From the moment a toddler begins stringing words together, he or she will begin a persistent inquiry of the world around them. Their favorite question is of course – why? They must know why they are going to bed, why they have to eat that, why do we have to wear clothes, and on and on. In fact, an inquisitive child is often referred to as a very bright one and is described as cheerful the majority of the time.

Kids are simply curious. Adults – not so much. Studies show that as we age, we tend to become less interested in the whys and hows in life that amount to a steady decrease in curiosity over the years. Guess what else declines along with our curiosity?

Happiness. It appears as if that enthusiasm for learning about our world is a necessary ingredient in the dish of a healthy and happy life.

If you examine other factors that dry up with age, you will find that our interest in trying new things and demonstrating an open mind in general plummet over a lifetime. I don’t mean to imply we will all end up looking like the characters on “Grumpy Old Men” but if you don’t make a concerted effort otherwise, you just might.


Studies support many brain benefits in maintaining a high level of curiosity over your lifespan. That translates to stronger physical health as well as enhanced mental health. Apparently, seeking knowledge and new experiences sets us up for efficient mental processing and social connections as Todd Kashdan, professor of psychology at George Mason University, explains in his book entitled Curious?


Another great benefit of curiosity is the protective benefit it offers against depression and anxiety. It makes sense if you follow the logic. The most anxiety provoking moments of a new experience are just before you begin and quickly taper off. If you push yourself to try something new, draw upon some of your own previous accomplishments for reassurance first.
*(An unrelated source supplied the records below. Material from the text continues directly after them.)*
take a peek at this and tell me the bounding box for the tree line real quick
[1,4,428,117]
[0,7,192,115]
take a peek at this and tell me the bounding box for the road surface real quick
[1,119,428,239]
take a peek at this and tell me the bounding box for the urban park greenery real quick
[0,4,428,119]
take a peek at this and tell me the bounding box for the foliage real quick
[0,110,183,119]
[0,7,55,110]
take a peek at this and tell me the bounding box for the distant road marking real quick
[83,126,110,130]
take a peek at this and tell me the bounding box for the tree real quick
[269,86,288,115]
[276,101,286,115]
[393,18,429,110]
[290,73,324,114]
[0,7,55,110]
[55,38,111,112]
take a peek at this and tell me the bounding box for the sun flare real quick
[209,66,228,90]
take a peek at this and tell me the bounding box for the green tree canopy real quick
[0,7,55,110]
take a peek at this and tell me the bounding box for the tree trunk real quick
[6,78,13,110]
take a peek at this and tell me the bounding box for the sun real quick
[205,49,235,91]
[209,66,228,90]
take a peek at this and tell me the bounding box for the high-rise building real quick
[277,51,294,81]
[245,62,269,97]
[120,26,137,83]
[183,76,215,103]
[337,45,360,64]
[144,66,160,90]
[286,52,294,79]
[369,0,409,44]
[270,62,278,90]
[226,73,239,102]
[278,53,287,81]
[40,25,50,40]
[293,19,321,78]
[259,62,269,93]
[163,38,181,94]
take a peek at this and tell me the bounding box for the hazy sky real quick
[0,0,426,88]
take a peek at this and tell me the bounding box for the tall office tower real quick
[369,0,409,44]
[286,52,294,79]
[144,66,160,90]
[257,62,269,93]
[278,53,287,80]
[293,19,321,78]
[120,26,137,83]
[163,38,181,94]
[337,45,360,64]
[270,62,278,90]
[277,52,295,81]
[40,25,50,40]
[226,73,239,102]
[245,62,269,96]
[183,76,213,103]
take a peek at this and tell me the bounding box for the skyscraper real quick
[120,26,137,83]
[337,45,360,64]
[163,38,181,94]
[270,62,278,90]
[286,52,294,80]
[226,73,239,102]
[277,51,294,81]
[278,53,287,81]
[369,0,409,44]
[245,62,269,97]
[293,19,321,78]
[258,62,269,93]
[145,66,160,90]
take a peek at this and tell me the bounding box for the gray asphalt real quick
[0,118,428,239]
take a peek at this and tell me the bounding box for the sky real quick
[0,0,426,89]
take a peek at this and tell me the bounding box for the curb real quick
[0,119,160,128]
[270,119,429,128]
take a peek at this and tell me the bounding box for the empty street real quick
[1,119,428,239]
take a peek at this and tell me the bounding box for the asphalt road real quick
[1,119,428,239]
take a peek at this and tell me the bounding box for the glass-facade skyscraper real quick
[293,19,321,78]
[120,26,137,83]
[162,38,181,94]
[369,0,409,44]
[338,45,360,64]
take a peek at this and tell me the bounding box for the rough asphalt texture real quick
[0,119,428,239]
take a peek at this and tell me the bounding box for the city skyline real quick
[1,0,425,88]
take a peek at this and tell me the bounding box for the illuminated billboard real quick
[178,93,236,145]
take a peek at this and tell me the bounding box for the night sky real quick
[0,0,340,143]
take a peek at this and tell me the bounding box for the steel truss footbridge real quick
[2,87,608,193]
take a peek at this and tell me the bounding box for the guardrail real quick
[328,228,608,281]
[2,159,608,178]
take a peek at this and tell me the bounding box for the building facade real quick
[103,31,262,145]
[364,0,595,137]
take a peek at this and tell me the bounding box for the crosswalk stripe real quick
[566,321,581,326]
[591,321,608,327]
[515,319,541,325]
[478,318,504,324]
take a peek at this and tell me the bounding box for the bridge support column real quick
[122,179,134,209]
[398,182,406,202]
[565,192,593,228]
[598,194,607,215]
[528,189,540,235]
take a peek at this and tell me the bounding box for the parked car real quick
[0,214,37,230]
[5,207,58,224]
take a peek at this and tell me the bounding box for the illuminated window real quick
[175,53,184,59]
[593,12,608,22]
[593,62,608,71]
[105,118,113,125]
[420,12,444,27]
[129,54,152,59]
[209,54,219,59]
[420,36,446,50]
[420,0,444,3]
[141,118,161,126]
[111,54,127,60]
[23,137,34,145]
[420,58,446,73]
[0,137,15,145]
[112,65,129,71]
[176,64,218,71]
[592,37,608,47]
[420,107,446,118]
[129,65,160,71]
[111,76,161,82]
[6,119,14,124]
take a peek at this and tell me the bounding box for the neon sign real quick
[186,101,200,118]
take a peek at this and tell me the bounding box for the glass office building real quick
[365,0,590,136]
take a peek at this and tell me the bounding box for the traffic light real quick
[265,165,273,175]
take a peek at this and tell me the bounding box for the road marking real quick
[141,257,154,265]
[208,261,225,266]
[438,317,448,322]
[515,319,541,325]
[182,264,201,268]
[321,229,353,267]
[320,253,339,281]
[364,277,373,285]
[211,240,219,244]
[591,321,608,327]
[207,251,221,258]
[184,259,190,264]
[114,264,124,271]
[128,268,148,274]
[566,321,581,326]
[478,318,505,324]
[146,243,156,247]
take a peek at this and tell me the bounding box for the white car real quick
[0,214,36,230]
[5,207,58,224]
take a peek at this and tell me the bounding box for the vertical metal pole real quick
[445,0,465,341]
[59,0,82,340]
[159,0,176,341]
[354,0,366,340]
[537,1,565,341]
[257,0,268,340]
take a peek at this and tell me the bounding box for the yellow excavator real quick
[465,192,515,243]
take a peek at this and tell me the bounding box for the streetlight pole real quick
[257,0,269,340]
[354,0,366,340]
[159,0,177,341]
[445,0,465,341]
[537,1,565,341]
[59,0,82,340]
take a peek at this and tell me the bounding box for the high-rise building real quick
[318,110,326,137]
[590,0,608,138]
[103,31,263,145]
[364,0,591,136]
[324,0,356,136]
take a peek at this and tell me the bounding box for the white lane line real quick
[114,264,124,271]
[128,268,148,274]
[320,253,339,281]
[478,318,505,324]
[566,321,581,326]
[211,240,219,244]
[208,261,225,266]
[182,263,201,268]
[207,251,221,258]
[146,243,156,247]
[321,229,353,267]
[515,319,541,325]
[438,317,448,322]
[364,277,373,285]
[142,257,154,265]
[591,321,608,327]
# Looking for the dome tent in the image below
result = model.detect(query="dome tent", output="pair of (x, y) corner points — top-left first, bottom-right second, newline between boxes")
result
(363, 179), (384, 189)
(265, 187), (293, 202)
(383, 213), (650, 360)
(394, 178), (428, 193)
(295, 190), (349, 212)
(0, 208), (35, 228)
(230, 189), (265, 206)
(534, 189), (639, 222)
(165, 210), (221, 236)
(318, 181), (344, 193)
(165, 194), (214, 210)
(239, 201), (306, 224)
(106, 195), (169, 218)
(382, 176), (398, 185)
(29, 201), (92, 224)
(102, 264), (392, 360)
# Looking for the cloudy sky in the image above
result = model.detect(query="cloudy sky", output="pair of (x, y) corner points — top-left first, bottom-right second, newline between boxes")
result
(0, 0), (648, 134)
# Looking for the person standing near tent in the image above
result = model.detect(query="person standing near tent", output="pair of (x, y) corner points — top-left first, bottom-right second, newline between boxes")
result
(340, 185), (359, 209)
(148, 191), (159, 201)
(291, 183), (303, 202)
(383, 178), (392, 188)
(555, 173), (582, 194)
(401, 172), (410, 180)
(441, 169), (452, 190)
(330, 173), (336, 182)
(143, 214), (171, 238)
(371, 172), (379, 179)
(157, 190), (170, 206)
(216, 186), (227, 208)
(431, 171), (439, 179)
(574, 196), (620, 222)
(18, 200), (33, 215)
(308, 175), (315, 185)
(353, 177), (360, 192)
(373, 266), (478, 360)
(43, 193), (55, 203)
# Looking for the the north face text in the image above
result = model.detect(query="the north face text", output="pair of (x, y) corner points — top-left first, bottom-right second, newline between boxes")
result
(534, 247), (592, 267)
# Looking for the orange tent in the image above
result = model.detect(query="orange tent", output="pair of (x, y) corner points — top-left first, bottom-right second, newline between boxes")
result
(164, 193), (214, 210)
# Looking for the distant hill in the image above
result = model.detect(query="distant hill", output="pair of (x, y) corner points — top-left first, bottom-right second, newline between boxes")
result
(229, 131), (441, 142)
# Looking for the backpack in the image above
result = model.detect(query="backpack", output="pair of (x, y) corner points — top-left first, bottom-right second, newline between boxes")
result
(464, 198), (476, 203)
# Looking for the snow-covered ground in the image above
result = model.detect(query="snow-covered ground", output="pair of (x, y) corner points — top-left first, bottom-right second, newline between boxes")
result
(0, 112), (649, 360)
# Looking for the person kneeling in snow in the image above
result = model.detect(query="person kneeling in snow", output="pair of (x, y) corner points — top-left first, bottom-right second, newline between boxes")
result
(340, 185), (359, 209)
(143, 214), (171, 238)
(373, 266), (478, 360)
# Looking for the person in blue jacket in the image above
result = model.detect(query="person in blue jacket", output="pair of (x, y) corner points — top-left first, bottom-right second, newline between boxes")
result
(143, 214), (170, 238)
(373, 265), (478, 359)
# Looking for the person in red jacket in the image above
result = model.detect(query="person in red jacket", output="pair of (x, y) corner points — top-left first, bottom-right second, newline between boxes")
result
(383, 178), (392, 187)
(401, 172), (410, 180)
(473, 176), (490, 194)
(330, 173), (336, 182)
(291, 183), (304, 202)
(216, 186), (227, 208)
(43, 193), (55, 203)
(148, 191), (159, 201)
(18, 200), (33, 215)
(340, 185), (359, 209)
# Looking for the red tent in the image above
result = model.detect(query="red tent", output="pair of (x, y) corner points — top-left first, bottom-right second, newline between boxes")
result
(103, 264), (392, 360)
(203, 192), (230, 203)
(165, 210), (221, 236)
Then once you walk into that new class and see a friendly face, join a gym or volunteer with a community organization, you will most likely leave with new memories and an excitement for future opportunities.  That very attempt to step out in the unknown and soak up a little more of what life has to offer will at least give you more to talk about the next time you’re around a kid.


What stirs your enthusiasm for novel foods, drinks, people, locations, and experiences?